I kissed her, and her lips were cold and remained cold under mine, but the trembling of her body ceased slowly. Afterward she sat down in the chair and folded her hands again in her lap.

“Do you think it will take them long?” she asked.

“No. Not long.”

“I hope they will come quickly now that it’s settled.”

“Would you like a drink?”

“No, thank you. I don’t believe I care for anything at all.”

I sat in another chair, and we waited together for them to come.

17

There were three of them in the beginning, and they spent quite a long time in the garage. Eventually, however, one of them came into the house and through the kitchen and into the living room from the hall. He was the one who was obviously in charge and had come through the house and out the back way to the garage originally, after learning that Sid was there, while the other two had waited in the police car in the drive and had gone directly to the garage from there without coming into the house at all. His name was Jason, the one who came in. His first name was Henry, but we referred to him as Jason only, and he was a lieutenant of detectives.

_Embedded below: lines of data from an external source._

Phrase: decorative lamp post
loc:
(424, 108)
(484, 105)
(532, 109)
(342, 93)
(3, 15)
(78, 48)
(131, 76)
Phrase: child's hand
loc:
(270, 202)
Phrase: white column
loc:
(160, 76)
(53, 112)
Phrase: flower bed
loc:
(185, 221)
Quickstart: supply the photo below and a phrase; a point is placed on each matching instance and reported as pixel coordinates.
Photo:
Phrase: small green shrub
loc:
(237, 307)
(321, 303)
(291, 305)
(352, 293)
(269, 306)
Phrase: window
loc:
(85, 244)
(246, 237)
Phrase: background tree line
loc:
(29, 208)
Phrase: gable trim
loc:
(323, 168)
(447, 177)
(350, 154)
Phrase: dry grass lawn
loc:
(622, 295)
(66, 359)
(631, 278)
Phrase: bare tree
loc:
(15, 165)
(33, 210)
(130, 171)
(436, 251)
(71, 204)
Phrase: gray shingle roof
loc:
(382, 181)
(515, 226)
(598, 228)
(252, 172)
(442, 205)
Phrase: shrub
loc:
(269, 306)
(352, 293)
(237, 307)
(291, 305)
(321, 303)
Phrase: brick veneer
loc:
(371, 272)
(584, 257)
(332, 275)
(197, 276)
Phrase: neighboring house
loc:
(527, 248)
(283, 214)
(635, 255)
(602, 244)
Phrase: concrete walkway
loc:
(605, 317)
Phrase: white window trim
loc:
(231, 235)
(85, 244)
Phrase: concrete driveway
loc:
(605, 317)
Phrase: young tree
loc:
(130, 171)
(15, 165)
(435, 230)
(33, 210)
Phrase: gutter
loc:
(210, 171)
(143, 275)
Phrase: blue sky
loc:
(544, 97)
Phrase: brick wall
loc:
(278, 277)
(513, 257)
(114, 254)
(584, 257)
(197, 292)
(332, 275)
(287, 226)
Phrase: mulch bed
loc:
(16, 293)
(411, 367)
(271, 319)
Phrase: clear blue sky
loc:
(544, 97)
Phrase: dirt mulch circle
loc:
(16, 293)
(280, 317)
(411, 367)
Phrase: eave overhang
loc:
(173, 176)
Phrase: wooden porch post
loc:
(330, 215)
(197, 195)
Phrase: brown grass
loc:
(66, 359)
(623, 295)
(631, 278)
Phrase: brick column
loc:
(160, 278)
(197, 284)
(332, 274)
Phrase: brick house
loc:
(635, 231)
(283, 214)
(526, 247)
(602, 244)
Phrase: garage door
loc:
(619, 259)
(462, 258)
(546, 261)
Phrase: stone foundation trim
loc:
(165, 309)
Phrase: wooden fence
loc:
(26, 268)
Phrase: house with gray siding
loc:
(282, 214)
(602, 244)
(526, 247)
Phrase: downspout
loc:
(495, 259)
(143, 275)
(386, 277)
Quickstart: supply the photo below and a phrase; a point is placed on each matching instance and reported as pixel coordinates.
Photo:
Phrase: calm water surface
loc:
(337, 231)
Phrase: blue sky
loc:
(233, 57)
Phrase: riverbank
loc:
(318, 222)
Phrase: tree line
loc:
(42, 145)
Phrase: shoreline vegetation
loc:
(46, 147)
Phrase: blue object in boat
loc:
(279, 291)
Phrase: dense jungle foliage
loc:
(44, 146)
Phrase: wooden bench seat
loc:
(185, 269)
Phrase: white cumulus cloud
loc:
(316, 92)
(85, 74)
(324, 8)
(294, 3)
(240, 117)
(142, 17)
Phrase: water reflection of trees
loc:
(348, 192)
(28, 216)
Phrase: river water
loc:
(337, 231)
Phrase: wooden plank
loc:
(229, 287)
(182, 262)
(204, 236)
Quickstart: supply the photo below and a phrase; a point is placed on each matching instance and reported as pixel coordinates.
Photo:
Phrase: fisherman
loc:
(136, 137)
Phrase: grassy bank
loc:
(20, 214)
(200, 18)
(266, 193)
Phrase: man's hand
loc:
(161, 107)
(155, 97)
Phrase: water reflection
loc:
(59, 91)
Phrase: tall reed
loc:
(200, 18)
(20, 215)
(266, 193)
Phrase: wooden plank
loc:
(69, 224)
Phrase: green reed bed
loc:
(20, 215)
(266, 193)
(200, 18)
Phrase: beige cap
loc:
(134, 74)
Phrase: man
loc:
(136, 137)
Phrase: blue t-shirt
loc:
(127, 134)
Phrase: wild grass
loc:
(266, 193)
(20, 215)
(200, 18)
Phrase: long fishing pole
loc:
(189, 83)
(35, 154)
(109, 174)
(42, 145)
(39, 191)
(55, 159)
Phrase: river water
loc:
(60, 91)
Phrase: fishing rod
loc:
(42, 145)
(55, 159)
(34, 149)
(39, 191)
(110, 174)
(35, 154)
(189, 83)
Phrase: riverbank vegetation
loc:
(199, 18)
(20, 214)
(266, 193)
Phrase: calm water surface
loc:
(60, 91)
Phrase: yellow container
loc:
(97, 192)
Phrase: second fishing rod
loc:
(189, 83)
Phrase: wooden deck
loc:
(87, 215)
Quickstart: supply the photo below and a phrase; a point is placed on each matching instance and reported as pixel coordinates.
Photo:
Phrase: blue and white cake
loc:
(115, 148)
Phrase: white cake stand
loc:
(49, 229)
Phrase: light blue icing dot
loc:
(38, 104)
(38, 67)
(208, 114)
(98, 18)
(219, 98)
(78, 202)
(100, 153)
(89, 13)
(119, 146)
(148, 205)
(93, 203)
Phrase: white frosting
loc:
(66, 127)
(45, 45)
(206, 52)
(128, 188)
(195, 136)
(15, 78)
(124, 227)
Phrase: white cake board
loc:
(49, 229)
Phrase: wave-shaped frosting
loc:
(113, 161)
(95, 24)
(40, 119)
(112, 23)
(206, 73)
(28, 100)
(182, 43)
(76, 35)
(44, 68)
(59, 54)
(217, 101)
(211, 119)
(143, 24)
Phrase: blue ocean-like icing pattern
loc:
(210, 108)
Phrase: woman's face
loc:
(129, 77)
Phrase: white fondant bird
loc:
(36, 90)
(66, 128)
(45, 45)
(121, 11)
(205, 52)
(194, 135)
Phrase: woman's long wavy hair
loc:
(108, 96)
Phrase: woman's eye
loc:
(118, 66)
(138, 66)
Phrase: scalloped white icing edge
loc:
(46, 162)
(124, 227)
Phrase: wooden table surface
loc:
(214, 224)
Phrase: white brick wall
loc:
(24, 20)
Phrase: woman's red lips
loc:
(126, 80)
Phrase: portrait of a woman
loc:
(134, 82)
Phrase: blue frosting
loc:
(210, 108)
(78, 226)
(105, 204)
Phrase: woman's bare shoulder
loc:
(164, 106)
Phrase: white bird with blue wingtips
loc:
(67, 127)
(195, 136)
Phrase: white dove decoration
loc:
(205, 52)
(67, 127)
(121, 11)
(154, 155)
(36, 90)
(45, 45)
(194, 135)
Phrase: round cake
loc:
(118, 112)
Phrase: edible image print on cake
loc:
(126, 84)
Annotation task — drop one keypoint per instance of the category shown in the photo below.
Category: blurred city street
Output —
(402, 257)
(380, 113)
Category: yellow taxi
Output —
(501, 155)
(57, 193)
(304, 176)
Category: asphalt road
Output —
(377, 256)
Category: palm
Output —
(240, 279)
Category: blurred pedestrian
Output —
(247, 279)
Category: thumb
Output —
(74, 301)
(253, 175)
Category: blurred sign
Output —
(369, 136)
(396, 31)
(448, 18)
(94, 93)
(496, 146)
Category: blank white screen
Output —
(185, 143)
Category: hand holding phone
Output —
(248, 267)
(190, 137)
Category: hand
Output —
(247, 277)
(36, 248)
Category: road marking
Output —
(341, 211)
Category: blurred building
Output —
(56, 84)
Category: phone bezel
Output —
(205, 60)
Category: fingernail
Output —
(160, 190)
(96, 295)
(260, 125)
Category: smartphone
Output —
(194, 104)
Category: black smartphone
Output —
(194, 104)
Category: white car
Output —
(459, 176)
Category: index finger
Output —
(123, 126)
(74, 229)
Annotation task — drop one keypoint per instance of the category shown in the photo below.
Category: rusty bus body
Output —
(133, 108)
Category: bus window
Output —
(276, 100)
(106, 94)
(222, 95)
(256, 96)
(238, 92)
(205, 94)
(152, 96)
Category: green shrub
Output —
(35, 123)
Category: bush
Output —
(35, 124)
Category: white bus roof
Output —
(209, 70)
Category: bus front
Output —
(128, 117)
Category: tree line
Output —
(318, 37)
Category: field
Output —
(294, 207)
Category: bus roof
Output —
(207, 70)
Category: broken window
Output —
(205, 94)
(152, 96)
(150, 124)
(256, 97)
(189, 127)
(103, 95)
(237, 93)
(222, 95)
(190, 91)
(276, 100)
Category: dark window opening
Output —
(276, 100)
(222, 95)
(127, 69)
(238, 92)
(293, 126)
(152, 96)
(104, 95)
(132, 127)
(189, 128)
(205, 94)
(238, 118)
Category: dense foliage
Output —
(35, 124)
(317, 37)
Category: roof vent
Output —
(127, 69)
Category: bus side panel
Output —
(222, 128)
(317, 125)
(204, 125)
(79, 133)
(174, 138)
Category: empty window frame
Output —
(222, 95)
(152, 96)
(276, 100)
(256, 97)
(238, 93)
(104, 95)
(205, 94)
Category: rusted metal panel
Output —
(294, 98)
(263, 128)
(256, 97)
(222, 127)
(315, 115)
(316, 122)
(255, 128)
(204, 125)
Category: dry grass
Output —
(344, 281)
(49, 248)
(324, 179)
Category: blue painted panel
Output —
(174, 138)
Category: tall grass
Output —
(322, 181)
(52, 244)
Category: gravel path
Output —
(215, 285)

He was short and broad and looked very powerful physically, but he looked at you mildly, and he spoke politely. He took his hat off inside the house and kept turning it around and around by the brim in his hands.

“I hope you don’t mind if I ask some questions,” he said. “You understand, of course, that it is necessary.”

“Yes,” I said, “of course.”

He stopped turning his hat around and laid it on a chair and took a little notebook out of one pocket and looked around through the others until he found a short pencil. He opened the notebook and held the pencil poised above it but, as I recall, he never made a note about anything that was said, and I suppose the notebook and pencil were only parts of a habit, just as the hat was.

“First of all,” he said, “who found him?”

“It was I who found him,” Jolly said, “but before I answer any more questions I would like to be assured that you are actually a policeman.”

He looked surprised for a second, but no longer, and he held the notebook and pencil together in one hand while he got out identification and showed it to her and put it away again with the other.

“I assure you that I am actually a policeman,” he said.

“Well,” Jolly said, “I was uncertain because you are not wearing a uniform.”

“Not all policemen wear uniforms,” he said.

“No?” Jolly said. “I was of the opinion that all policemen were required to wear them.”

I was of the opinion myself that she hadn’t been of any such opinion at all, and I couldn’t understand why she was immediately needling him this way, and it’s the truth that I never understood half the things about her.

“Now,” he said, “what time was it that you found him?”

“As to that, I’m not sure,” Jolly said. She frowned a little and appeared to be thinking. “I believe that it was around ten o’clock. Do you think it must have been around ten o’clock, Felix? I called you very shortly afterward, and perhaps you can remember when it was that I called.”

“That’s right,” I said. “It was about ten.”

He turned toward me but didn’t look at me. He was looking instead at the watch on his wrist.

“You mean that you were not here when he was discovered?”

“No,” I said. “Jolly called me, and I came right over, but I was not here.”

“You should feel honored. Usually when someone finds a body, they call the police first, or at least first thing after a doctor, and after that they may call a friend if they are frightened and feel the need of company or something. It wouldn’t surprise me at all if you turned out to be the first person who ever got called into a thing like this ahead of a doctor or the police.”

It was sarcasm, of course, but it wasn’t said like sarcasm, but very mildly and in all apparent innocence, and the funny thing was, it gave it a kind of deadliness that it wouldn’t otherwise have had.